Genestack is made up of a vast array of components working away to provide a Kubernetes and OpenStack cloud infrastructure to serve our needs. Here we'll discuss in a bit more detail about how we configure and make use of our alerting mechanisms to maintain the health of our systems.

Overview

In this document we'll dive a bit deeper into the alerting components and how they're configured and used to maintain the health of our genestack. Please take a look at the Monitoring Information Doc for more information regarding how the metrics and stats are collected in order to make use of our alerting mechanisms.

Prometheus Alerting

As noted in the Monitoring Information Doc we make heavy use of Prometheus and within the Genestack workflow specifically we deploy the kube-prometheus-stack which handles deployment of the Prometheus servers, operators, alertmanager and various other components.

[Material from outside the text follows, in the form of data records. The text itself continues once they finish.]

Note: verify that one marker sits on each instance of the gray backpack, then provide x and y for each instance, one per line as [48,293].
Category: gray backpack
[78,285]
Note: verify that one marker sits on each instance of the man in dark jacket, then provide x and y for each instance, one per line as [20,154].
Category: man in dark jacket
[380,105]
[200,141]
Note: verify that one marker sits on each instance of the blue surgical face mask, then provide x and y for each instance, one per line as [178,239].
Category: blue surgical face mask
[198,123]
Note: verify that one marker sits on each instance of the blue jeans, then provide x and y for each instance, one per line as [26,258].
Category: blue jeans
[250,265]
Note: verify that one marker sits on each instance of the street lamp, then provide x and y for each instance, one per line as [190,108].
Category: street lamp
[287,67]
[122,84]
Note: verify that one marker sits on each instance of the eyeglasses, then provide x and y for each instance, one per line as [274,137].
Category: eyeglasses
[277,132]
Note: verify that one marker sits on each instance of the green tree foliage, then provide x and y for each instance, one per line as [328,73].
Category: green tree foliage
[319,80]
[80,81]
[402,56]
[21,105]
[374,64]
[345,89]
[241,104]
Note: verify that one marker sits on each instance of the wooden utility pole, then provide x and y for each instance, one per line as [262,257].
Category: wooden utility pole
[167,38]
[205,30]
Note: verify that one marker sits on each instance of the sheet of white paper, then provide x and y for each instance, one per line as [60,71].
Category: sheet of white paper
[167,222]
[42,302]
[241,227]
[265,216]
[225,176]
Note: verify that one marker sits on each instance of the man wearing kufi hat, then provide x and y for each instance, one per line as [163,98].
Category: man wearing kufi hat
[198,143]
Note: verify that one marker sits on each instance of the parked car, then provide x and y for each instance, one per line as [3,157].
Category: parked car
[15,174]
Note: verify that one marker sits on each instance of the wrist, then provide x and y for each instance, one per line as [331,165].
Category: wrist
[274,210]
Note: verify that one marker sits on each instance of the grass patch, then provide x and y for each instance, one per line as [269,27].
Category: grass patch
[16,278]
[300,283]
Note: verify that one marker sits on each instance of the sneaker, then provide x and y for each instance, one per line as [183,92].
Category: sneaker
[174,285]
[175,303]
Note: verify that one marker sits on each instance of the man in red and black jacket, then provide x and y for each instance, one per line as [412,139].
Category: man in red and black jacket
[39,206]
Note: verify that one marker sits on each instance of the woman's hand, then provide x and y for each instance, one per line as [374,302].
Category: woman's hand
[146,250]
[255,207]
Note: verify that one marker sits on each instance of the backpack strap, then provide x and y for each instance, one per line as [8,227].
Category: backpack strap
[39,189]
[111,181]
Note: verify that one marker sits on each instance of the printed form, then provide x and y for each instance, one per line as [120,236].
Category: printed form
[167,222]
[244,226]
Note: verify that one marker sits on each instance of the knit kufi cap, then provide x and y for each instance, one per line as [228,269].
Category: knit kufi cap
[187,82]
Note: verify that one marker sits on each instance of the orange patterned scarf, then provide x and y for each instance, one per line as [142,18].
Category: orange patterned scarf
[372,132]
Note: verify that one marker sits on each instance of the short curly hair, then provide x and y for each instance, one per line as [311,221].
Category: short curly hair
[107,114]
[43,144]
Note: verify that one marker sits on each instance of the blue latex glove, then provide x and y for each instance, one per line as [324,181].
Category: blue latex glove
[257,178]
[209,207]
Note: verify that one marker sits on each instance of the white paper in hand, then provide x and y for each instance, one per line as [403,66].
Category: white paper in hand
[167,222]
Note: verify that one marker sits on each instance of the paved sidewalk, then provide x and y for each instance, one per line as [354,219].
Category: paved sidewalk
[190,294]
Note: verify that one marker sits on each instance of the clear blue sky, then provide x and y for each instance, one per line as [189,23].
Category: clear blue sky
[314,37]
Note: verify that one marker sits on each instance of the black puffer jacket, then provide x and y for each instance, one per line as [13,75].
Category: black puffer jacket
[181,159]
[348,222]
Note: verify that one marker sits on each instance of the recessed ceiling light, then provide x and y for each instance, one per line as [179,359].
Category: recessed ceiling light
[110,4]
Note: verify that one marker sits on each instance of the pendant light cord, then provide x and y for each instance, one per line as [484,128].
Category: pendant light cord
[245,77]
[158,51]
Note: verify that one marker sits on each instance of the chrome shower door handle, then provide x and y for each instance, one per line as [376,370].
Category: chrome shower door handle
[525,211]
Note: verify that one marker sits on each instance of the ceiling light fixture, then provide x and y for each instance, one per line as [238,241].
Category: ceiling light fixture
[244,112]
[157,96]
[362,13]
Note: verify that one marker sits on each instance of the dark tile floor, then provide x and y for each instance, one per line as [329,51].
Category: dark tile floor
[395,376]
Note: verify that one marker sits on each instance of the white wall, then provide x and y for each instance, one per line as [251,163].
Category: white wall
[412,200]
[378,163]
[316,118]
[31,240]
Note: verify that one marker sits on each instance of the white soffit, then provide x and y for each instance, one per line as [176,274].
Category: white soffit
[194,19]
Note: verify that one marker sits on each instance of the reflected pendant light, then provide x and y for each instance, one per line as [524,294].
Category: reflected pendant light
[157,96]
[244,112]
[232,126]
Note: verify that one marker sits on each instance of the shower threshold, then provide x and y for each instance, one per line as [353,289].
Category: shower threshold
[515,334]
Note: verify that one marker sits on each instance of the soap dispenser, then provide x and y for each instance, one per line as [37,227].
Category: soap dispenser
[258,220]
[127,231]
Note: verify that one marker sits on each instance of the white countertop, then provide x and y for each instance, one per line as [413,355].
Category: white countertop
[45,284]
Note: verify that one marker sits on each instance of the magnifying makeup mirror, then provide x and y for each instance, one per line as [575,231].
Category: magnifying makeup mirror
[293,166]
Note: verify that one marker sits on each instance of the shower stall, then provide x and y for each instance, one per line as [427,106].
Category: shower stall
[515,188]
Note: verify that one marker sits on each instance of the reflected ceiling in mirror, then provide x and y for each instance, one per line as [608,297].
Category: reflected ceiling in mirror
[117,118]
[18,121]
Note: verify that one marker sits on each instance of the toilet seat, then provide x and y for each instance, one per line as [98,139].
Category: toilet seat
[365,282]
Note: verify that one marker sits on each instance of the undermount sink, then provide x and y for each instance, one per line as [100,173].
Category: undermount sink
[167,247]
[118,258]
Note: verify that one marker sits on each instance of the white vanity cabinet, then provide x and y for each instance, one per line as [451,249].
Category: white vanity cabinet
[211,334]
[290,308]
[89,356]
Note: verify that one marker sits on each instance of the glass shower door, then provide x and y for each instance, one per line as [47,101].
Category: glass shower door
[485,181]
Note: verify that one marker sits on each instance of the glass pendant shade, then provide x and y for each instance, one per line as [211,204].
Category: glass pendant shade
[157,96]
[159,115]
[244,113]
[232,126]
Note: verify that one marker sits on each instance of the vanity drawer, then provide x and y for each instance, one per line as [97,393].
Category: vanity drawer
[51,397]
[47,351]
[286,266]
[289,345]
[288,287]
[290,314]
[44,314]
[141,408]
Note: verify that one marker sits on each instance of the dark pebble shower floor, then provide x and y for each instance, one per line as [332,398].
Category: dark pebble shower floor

Genestack uses Prometheus for metrics and stats collection and overall monitoring of its systems that are described in the Monitoring Information Doc. With the metrics and stats collected we can now use Prometheus to generate alerts based on those metrics and stats using the Prometheus Alerting Rules. The Prometheus alerting rules allows us to define conditions we want to escalate using the Prometheus expression language which can be visualized and sent to an external notification systems for further action.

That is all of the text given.